Several candidates running for the 2012 Republican nomination who advertise their Christian faith have spoken out against reforms in the financial industry. Rep. Michele Bachmann, a well-known Evangelical Christian who has made her faith a central part of her platform, as well as fellow Evangelical Gov. Rick Perry and former Sen. Rick Santorum -- a devout Catholic -- have all called for the repeal of the Dodd-Frank Wall Street Reform and Consumer Protection Act, a reform law aimed at preventing an economic crisis similar to that of 2008 which has been called the greatest change to the U.S. financial regulation system since the Great Depression.
Former Gov. Mitt Romney, a Mormon, as well as Herman Cain -- also an Evangelical Christian -- and Rep. Ron Paul, who professes to be a devout Christian, have all said they would repeal the Dodd-Frank reform. Almost all of the Republican candidates have derided the Occupy Wall Street movement since it began, with Cain notoriously saying the protesters were anti-American and had only themselves to blame if they were not rich or if they were unemployed.
Meanwhile, many conservatives in the U.S. have continuously attacked government programs that assist the nation's poor, including Medicare, Medicaid and Social Security.
Holy See Has Differed With Conservative Christians Before
This is not the first time that religious leaders have spoken out against the interests of self-professed religious conservatives. During the debt ceiling debate earlier this year, a faculty member from The Catholic University of America delivered a letter to House Speaker John Boehner, who is a practicing Catholic, signed by more than 70 Catholic scholars, clergy and leaders that challenged his willingness to gut social programs that serve the poor while protecting tax cuts for corporations and the wealthy.
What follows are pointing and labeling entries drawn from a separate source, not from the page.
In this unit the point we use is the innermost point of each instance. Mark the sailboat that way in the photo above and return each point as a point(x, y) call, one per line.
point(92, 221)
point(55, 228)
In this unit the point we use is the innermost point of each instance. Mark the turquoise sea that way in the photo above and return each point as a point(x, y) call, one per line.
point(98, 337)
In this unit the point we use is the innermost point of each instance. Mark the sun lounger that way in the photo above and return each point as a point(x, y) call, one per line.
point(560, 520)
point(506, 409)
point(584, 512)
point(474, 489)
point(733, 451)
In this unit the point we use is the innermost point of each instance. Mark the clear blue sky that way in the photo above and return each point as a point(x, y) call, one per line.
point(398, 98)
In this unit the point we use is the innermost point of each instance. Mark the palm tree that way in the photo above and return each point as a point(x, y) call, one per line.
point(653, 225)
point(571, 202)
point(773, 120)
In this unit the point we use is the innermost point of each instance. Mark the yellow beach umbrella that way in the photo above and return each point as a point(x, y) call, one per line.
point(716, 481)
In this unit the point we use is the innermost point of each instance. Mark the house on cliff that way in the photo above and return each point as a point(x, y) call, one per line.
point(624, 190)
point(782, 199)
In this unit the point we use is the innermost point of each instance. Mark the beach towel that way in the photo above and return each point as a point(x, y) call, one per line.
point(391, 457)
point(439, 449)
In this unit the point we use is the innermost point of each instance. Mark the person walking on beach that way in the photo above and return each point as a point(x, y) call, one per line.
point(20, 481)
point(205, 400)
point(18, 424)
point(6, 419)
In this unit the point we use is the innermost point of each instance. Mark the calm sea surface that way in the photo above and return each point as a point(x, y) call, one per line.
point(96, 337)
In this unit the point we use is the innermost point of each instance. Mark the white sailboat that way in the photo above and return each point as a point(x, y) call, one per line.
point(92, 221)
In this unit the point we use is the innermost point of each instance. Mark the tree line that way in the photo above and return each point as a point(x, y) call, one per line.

Your record in support of legislation to address the desperate needs of the poor is among the worst in Congress. This fundamental concern should have great urgency for Catholic policy makers. Yet, even now, you work in opposition to it, they wrote.
More recently, on Oct. 21 Father Thomas Reese, a senior fellow at the Woodstock Theological Center at Georgetown University, wrote a column in the Holy Post that said the Vatican's position on economic equality is to the left of almost every politician in the U.S., writing that Pope Benedict XVI unflinchingly supports the 'redistribution of wealth' when he talks about the role of government.